Von den Betreuern im Wohnheim nicht ernst genommen, suchte ich mir Ehrenamtliche zur Unterstützung für meinen Alltag. Deren Dienstleistung wird seit 5 Jahren von meinen Eltern finanziert.

Selbstverletzendes Verhalten (SVV) aufgrund von Unterforderung in der Behindertenwerkstatt.

Ein paar Wochen in der Psychiatrie brachten Klarheit.

Abbruch der Behindertenwerkstatt war der erste Schritt. Statt Frust und Schokolade bestimmt seither Aktivität meinen Alltag: 2 x die Woche gehe ich Schwimmen sowie 1x die Woche Laufen. Zum Sport kam die vegane Ernährung.

Städtetouren, Festivals und Kneipentouren gehören zur Freizeitgestaltung dazu.

Ich genieße nach dem Sport die körperliche Auslastung, die ich davor lange nicht erleben durfte, weil solche Aktivitäten wie Wandern oder Schwimmen im Wohnheim nicht vorgesehen sind. Immer wieder konnte jetzt auch wieder mein Humor aufblitzen.
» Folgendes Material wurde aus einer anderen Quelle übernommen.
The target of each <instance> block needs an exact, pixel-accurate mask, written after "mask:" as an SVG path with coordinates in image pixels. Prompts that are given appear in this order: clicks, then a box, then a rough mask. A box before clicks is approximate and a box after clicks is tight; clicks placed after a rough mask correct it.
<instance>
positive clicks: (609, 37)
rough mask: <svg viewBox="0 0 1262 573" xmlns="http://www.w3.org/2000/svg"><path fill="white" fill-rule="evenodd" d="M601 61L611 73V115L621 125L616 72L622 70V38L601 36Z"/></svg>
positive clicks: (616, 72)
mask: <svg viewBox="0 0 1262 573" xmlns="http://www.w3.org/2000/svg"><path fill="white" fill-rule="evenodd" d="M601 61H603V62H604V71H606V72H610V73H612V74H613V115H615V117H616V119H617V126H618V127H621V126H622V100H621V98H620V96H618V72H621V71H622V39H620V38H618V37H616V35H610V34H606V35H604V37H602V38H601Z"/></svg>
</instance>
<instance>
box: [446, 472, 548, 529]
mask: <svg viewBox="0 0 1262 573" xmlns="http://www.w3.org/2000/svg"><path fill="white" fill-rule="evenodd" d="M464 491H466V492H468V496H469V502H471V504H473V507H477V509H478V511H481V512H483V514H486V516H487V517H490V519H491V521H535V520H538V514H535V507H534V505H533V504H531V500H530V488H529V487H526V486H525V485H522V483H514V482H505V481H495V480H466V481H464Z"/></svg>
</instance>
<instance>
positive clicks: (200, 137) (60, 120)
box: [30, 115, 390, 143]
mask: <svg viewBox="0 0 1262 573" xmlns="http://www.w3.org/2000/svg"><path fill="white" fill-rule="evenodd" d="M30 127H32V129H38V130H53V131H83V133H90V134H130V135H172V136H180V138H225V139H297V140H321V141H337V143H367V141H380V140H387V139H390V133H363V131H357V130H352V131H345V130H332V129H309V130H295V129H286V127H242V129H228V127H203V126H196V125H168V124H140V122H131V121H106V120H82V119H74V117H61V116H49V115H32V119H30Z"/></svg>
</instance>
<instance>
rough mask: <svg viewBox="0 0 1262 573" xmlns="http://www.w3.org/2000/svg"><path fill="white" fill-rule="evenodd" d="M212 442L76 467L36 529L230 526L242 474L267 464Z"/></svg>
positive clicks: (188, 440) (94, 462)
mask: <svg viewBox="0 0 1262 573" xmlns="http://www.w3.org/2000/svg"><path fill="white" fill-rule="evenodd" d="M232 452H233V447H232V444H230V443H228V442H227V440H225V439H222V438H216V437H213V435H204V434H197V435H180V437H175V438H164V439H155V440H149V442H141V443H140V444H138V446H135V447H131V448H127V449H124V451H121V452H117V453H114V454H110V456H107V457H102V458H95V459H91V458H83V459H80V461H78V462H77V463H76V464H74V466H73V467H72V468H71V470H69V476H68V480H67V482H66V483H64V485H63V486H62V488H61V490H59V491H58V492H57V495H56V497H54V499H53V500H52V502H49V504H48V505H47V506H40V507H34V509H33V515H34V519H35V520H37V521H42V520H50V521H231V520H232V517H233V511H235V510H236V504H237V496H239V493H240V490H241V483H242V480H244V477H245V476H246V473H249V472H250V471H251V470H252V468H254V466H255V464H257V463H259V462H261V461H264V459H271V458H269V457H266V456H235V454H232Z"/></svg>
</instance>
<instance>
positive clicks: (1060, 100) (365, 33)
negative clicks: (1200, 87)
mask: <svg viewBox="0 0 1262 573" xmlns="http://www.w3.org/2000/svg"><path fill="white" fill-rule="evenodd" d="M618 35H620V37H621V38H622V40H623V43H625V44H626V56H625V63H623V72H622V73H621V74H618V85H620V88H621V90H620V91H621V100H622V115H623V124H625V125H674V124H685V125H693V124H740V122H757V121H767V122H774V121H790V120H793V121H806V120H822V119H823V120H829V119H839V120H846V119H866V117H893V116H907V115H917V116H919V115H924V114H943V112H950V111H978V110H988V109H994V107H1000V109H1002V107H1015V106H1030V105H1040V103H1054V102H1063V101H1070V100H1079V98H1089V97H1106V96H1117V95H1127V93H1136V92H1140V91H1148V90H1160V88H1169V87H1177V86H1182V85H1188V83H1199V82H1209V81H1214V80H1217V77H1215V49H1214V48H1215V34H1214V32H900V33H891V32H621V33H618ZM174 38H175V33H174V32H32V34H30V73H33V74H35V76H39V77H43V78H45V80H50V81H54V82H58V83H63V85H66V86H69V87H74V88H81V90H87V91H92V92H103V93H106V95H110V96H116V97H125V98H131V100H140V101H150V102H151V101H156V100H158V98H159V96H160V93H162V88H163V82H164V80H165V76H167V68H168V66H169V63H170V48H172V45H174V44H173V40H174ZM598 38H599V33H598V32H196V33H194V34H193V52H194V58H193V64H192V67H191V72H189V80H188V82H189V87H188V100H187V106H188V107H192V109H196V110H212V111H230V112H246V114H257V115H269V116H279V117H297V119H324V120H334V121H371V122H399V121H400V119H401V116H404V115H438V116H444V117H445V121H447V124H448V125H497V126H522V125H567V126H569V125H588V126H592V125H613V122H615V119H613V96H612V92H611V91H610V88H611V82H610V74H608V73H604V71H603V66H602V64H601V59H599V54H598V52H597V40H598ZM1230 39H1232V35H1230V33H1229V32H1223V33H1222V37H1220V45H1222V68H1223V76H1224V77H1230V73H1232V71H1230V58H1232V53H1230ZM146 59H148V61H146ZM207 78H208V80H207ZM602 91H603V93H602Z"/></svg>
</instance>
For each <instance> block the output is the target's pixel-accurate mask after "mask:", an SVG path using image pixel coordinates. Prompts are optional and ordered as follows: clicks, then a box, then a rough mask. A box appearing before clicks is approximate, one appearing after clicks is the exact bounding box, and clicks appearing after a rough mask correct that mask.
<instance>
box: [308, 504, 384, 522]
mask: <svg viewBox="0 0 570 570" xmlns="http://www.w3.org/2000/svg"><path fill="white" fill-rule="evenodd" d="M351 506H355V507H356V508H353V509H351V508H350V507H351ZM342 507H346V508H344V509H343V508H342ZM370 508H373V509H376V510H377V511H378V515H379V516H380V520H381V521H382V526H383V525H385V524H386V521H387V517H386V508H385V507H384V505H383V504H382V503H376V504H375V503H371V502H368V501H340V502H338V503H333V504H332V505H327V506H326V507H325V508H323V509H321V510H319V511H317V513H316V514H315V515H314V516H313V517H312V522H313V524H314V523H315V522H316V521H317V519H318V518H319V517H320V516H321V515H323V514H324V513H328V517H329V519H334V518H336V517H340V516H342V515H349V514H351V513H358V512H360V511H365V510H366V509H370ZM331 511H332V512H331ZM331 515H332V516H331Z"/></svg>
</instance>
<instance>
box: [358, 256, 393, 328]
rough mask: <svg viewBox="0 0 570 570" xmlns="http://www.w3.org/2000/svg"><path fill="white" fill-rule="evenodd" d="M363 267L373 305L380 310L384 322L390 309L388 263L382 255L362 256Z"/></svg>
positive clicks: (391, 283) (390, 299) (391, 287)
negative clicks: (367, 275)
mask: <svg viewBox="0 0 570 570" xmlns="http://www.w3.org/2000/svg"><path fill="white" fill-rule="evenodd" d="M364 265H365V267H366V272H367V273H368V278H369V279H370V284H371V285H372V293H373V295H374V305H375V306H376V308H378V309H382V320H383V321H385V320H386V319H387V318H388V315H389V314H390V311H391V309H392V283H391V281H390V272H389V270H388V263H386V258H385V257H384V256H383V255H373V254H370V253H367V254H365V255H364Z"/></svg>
Doch all das brachte mir keine Erfüllung. So suchte ich mir eine Sozialarbeiterin und beantragte ein persönliches Budget, um langfristig aus dem Wohnheim rauszukommen. Ich möchte in einer eigenen Wohnung oder einem WG-Zimmer in einer Wohngemeinschaft leben.

Das wird also Schritt 2 in die Freiheit.

Ich habe es satt, dass Lehrer und Betreuer mir nichts zutrauen, sondern erwarten, dass ich Herausforderungen NICHT meistern kann und gewisse Ziele NIE erreiche.

Um finanzielle Freiheit zu erlangen, beginne ich 2022 eine Schulung bei Quikstepp, die speziell  für Blinde und Seheingeschränkte angeboten wird.